Cuenta la Crónica de Leyre que en el año 976, el severo abad
don Munio, harto de la mala caligrafía que exhibían los novicios, les impuso
como castigo que copiasen todo el Fuero Juzgo, códice que, además de ser pesado
por las leyes que contenía, lo era también por lo grueso de su volumen.
Pasaban los jóvenes monjes las jornadas copiando cada
capítula hasta que les dolían los dedos, porque ninguno se atrevía a desairar
al abad. Pero tanta página dio como resultado que se agotasen todas las vitelas
disponibles en el monasterio.
Se obtenía este material puliendo la piel de becerros recién
nacidos, y muy pronto no quedó ni uno en los alrededores de Leyre, pues tenía
don Munio la jurisdicción sobre la hacienda de todos los moradores, y exigió
que fuesen llevados todos los becerros disponibles a la cuadra de los frailes.

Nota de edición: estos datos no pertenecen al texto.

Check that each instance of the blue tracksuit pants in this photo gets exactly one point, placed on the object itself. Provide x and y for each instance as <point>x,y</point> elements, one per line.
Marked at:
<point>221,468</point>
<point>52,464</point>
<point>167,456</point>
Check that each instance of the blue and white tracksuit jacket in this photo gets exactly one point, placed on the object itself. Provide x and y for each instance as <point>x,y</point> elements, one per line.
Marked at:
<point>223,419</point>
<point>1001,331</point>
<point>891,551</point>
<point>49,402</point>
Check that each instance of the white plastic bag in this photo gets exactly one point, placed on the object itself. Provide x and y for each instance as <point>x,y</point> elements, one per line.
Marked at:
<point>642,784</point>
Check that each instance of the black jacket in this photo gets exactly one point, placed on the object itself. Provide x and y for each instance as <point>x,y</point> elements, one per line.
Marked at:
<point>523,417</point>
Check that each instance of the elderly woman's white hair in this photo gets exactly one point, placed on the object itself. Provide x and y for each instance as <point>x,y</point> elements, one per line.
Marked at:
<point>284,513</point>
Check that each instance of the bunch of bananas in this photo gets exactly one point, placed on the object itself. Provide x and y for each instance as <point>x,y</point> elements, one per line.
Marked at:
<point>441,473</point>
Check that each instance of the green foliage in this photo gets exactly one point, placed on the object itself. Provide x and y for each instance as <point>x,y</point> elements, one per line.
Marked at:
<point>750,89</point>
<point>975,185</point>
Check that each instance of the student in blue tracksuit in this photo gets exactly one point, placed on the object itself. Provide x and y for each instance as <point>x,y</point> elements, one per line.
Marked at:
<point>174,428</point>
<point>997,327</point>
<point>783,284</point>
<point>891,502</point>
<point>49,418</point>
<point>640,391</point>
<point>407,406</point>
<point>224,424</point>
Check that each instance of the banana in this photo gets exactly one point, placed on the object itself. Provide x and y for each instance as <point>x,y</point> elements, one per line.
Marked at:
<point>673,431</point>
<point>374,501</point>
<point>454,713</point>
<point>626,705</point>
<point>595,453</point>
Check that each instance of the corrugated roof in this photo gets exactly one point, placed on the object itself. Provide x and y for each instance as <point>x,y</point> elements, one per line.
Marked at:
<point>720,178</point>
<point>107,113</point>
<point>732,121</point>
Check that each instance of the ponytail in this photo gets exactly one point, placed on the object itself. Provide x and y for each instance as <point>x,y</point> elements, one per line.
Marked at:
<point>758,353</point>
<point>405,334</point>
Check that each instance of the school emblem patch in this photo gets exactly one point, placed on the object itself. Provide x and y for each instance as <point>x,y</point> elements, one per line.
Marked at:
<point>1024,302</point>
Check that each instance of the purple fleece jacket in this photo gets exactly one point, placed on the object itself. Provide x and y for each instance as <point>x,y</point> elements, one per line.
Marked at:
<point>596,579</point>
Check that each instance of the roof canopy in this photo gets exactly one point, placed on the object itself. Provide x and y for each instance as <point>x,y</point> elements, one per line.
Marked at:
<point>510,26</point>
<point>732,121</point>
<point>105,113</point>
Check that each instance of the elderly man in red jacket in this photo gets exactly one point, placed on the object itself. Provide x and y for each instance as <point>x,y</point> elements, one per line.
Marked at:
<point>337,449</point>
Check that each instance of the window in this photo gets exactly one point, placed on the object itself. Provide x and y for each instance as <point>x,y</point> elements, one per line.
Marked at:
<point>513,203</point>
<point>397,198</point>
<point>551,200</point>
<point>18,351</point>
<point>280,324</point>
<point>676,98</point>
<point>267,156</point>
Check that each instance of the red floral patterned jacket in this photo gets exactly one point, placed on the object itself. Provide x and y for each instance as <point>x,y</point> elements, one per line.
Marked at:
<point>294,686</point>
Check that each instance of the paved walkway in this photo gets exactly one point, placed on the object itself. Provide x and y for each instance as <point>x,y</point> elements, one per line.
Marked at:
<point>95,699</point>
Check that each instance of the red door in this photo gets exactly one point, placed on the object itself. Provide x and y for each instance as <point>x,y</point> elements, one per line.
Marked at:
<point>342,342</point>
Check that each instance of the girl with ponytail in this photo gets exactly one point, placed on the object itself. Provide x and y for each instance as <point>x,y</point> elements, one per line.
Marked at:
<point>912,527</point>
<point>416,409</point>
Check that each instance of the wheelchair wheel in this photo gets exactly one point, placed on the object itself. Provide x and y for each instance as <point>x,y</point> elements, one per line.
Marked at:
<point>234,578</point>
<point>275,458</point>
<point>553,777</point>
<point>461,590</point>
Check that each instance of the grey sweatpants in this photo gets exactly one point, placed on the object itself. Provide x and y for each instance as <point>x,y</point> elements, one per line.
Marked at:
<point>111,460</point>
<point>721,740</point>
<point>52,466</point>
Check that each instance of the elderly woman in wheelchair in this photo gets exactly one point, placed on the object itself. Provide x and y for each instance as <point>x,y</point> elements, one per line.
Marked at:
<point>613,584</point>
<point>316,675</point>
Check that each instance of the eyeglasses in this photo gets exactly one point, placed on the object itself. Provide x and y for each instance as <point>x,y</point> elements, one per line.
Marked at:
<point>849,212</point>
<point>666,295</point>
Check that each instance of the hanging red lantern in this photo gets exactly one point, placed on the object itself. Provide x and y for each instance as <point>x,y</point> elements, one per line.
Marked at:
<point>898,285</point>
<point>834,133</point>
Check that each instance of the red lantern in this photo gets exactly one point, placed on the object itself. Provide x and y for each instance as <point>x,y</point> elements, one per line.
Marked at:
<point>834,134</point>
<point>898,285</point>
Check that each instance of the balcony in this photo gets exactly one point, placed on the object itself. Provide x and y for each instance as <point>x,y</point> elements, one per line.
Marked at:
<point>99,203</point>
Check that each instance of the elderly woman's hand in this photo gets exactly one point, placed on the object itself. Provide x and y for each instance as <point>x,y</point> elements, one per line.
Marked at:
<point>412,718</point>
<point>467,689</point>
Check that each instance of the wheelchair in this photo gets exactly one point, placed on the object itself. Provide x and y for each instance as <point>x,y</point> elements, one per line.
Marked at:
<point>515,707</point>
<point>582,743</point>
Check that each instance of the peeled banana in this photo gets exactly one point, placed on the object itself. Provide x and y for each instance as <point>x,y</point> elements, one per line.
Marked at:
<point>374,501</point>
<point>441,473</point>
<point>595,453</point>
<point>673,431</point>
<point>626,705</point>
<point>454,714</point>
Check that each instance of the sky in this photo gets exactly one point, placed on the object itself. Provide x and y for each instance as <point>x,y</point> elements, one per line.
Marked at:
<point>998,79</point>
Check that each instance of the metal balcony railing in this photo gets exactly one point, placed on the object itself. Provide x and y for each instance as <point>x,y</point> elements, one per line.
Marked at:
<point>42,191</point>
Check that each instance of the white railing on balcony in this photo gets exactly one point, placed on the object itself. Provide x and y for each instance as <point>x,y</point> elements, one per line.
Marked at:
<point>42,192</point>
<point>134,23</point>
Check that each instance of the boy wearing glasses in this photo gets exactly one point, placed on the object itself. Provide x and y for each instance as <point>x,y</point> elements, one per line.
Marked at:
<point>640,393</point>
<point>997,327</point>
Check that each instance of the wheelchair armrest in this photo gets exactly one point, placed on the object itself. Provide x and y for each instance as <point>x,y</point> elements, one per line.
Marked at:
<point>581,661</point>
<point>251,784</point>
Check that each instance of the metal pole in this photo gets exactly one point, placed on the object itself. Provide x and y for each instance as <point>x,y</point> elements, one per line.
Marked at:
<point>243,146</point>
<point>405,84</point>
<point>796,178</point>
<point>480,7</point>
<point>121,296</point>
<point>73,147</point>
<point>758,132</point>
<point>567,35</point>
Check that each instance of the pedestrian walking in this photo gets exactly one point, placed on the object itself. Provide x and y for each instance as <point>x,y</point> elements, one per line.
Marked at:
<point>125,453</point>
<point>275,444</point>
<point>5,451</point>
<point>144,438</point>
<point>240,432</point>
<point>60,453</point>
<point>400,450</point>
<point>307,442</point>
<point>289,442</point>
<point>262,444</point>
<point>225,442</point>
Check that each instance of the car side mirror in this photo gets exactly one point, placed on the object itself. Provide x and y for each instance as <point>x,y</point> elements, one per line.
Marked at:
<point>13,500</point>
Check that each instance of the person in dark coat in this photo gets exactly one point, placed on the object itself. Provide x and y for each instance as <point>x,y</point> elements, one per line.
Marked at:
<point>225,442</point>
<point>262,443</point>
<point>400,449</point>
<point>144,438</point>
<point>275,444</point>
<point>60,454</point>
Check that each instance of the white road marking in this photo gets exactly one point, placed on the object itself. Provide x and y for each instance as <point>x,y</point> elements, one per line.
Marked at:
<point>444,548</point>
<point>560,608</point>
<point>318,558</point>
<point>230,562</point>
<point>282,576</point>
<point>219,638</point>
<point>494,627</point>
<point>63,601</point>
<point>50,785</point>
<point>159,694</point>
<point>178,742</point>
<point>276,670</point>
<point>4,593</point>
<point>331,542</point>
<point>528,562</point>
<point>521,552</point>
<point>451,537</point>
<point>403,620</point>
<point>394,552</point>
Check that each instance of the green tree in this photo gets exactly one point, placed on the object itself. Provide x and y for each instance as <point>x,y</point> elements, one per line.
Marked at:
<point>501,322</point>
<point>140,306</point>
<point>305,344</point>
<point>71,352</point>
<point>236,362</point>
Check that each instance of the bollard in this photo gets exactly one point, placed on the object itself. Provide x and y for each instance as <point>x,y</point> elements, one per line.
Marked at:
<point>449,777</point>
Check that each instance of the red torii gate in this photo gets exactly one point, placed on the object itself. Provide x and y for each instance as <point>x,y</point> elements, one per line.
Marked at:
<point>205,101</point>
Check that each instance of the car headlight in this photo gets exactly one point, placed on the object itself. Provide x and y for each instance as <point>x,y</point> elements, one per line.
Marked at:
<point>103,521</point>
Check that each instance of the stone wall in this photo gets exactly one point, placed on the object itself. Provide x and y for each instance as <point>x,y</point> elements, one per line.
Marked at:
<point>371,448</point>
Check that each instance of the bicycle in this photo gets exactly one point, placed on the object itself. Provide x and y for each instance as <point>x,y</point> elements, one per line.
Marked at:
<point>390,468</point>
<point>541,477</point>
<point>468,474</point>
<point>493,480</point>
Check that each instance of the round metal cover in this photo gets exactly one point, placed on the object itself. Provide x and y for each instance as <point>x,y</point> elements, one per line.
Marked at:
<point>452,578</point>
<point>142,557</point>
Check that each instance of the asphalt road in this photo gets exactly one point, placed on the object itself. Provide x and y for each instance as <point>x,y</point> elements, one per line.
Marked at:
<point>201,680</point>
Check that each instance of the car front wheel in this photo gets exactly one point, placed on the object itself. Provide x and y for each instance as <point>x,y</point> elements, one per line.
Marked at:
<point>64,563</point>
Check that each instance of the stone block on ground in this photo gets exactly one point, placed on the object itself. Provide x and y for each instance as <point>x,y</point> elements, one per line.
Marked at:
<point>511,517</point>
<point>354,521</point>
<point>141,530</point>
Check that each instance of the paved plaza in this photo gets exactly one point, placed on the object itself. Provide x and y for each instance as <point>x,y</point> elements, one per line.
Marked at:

Y asegura la Crónica que tan sólo Alodia de Unanua se negó a
participar en semejante hecatombe, y que contestó a don Munio que no le daría
ni uno sólo de sus pequeños becerros para que los convirtieran en libros de
leyes, que como todo el mundo sabe luego no lee nadie. Y dijo más todavía, pues
anunció que apelaría al rey Sancho II (apodado "Abarca"), para
impedir que tal sacrificio siguiera llevándose a cabo.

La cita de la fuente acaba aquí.